Show Notes
- Amazon USA Store: https://www.amazon.com/dp/B0GZHFQ6W5?tag=9natree-20
- Amazon Worldwide Store: https://global.buys.trade/LLM-Systems-Engineering-Rob-McKinsey.html
- Apple Books: https://books.apple.com/us/audiobook/rag-llms-and-prompt-engineering-a-comprehensive/id1750891267?itsct=books_box_link&itscg=30200&ls=1&at=1001l3bAw&ct=9natree
- eBay: https://www.ebay.com/sch/i.html?_nkw=LLM+Systems+Engineering+Rob+McKinsey+&mkcid=1&mkrid=711-53200-19255-0&siteid=0&campid=5339060787&customid=9natree&toolid=10001&mkevt=1
- Read more: https://english.9natree.com/read/B0GZHFQ6W5/
#transformerarchitecture #LLMfinetuning #continuedpretraining #trainingdataengineering #LLMevaluationmonitoring #LLMSystemsEngineering
LLM Systems Engineering: Training and Building Large Language Models by Rob McKinsey is a technical guide to the engineering lifecycle behind large language models.
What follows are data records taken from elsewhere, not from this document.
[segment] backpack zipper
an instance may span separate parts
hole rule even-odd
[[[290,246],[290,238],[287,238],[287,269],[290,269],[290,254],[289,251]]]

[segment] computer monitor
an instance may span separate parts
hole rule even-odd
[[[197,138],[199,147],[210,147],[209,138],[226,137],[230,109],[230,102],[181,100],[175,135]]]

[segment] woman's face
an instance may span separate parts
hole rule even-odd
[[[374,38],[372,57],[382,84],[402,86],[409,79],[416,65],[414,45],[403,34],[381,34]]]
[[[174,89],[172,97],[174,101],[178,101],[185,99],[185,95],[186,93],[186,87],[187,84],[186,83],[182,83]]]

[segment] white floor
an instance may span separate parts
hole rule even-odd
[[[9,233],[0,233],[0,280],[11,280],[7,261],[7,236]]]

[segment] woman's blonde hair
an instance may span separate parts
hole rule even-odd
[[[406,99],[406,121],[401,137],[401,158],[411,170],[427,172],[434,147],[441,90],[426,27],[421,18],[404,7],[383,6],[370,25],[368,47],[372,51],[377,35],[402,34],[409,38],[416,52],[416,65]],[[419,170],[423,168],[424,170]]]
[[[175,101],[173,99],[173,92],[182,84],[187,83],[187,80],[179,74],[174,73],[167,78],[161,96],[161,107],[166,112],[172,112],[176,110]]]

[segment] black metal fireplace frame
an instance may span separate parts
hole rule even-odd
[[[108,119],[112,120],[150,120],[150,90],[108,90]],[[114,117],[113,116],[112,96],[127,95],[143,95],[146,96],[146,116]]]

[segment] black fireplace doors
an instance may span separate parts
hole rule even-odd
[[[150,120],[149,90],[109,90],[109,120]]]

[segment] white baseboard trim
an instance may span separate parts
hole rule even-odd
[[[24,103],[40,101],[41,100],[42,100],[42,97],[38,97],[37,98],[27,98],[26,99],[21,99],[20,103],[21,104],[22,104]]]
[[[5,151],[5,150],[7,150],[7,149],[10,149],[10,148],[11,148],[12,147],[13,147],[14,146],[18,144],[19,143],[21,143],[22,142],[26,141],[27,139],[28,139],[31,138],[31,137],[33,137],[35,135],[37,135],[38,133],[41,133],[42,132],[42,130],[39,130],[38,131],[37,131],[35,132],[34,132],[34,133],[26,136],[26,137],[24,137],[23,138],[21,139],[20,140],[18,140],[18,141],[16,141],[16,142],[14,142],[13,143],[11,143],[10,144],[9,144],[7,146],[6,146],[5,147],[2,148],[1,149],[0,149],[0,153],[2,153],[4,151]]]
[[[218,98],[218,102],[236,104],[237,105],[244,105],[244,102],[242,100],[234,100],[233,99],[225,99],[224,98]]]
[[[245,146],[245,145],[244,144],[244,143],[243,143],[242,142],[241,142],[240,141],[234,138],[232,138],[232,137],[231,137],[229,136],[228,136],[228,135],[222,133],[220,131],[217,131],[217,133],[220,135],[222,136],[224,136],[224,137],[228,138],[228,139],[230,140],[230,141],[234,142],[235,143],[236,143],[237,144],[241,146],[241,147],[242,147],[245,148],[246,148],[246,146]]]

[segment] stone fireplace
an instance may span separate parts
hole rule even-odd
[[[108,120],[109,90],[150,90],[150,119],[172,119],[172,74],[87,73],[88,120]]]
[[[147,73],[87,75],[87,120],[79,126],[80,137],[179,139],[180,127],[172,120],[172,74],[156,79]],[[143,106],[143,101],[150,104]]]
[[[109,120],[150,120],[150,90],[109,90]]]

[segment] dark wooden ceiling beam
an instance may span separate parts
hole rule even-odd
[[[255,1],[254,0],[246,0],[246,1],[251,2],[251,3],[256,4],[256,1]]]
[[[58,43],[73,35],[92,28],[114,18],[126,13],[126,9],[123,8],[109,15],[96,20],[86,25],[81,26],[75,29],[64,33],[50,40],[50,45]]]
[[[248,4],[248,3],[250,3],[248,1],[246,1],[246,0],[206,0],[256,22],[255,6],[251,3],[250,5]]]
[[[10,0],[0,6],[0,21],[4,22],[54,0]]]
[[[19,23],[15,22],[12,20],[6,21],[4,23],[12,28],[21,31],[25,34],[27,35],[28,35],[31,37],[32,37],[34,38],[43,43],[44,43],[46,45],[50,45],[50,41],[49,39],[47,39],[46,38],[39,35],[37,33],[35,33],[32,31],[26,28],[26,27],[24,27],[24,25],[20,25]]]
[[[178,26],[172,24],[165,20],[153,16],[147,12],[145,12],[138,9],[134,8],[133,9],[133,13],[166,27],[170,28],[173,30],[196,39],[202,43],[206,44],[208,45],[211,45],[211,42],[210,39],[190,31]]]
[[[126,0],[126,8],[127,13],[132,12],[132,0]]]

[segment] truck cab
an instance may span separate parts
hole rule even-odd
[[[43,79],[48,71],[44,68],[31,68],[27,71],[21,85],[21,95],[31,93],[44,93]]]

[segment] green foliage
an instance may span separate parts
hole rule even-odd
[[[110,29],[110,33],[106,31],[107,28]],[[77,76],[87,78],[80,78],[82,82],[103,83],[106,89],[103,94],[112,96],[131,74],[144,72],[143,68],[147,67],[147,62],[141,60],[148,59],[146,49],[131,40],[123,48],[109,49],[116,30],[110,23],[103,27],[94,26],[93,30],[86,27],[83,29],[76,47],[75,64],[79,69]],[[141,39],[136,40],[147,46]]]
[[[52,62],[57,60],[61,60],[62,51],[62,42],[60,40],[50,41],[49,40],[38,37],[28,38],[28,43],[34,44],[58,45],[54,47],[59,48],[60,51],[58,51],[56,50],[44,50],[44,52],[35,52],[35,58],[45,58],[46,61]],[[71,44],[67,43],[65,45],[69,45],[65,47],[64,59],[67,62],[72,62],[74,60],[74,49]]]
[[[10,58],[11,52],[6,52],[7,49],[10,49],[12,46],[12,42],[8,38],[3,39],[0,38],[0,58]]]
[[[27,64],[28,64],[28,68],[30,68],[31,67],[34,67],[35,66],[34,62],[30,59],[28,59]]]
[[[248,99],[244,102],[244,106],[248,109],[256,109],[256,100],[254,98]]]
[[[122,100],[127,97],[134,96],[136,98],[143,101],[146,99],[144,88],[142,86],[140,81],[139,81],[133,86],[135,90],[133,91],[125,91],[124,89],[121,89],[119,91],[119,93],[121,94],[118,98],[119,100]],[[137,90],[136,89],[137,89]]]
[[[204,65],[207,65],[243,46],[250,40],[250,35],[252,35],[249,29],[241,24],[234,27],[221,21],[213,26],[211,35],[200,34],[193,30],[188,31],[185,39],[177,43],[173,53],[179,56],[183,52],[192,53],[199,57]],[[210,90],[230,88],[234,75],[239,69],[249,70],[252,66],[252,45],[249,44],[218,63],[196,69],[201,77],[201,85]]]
Rather than treating LLMs mainly as chat products or API services, the book frames them as trainable systems shaped by tokenization, architecture, data, compute, optimization, evaluation, and maintenance. Its stated scope moves from foundational concepts, such as tokens, embeddings, transformers, pretraining objectives, and inference loops, toward applied workflows for fine-tuning, continued pretraining, and training models from scratch. The book is organized around eight major chapters and a modular structure, using Python and modern tools such as Unsloth for practical demonstrations. Its purpose is not simply to explain what LLMs can do, but to show how engineers plan, adapt, and operate them in real environments. The result is a systems-oriented treatment aimed at readers who want more depth than prompt engineering or product-level AI usage.